Use .apply rather than np.where for easier/better/not-randomly-failing individual parsing

+# On some systems, using np.where worked but others failed. Why it worked is +# unknown but why it failed is because numpy where evaluates all parts, even +# the parts that will never get used because the where clause does not apply! +# This caused the chained strings to fail because— no string. This worked fine on the System76 and didn't on Bridget's computer, even after updating the version of python, but anyway, .apply() is better for what i am trying to do here. TODO convert other np.where uses to .apply See #4 in https://datatofish.com/if-condition-in-pandas-dataframe/
2021-05-02 22:38:54 -04:00 · 2021-05-02 22:38:54 -04:00 · 206530b235
commit 206530b235
parent d8a5e27a97
1 changed files with 10 additions and 2 deletions
--- a/pomodoro_to_harvest.py
+++ b/pomodoro_to_harvest.py
@ -1,5 +1,6 @@
 import pandas as pd
 import numpy as np
+import re
 import settings

 timelog = pd.read_csv(settings.pomodoro_logfile())
@ -47,8 +48,15 @@ timelog['project'] = timelog['project'].str.strip()
 # task), then multiply the time by it and remove it from the description.

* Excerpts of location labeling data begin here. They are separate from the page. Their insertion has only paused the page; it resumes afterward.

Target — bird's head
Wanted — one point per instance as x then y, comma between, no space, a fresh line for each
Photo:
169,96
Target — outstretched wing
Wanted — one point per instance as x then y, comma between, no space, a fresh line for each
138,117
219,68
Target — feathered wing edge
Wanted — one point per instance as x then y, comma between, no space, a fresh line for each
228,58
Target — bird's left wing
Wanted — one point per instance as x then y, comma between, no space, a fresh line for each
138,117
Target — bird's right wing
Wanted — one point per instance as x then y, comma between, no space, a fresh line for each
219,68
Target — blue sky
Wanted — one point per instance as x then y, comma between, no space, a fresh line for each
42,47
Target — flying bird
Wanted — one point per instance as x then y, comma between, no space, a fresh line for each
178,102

 # Ensure we're splitting on the same asterisk we found:  Use the end of string
 # signifier in the regular expression ($), and split from the right.

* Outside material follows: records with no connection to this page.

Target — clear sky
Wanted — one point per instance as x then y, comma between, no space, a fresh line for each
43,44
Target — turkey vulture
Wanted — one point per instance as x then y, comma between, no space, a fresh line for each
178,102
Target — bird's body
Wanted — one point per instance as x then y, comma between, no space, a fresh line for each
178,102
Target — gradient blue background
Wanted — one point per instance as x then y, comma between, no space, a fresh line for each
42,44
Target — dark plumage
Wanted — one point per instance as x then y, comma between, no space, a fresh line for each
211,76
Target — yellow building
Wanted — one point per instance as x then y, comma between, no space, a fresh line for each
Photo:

-timelog['tmp_multiplier'] = (np.where(timelog['description'].str.contains('\*\s*\d$'), timelog['description'].str.rsplit('*', 1).str[1].str.strip(), 1))
-timelog['description'] = (np.where(timelog['description'].str.contains('\*\s*\d$'), timelog['description'].str.rsplit('*', 1).str[0], timelog['description']))
+p = re.compile(r'\*\s*\d$')
+# On some systems, using np.where worked but others failed.  Why it worked is
+# unknown but why it failed is because numpy where evaluates all parts, even
+# the parts that will never get used because the where clause does not apply!
+# This caused the chained strings to fail because— no string.
+# timelog['tmp_multiplier'] = (np.where(timelog['description'].str.contains('\*\s*\d$'), timelog['description'].str.rsplit('*', 1).str[1].str.strip(), 1))
+# timelog['description'] = (np.where(timelog['description'].str.contains('\*\s*\d$'), timelog['description'].str.rsplit('*', 1).str[0], timelog['description']))
+timelog['tmp_multiplier'] = timelog['description'].apply(lambda x: x.rsplit('*', 1)[1].strip() if p.search(x) else 1)
+timelog['description'] = timelog['description'].apply(lambda x: x.rsplit('*', 1)[0] if p.search(x) else x)
 timelog["time"] = timelog["time"] * timelog['tmp_multiplier'].astype(int)
 timelog.drop(columns=['tmp_multiplier'], inplace=True)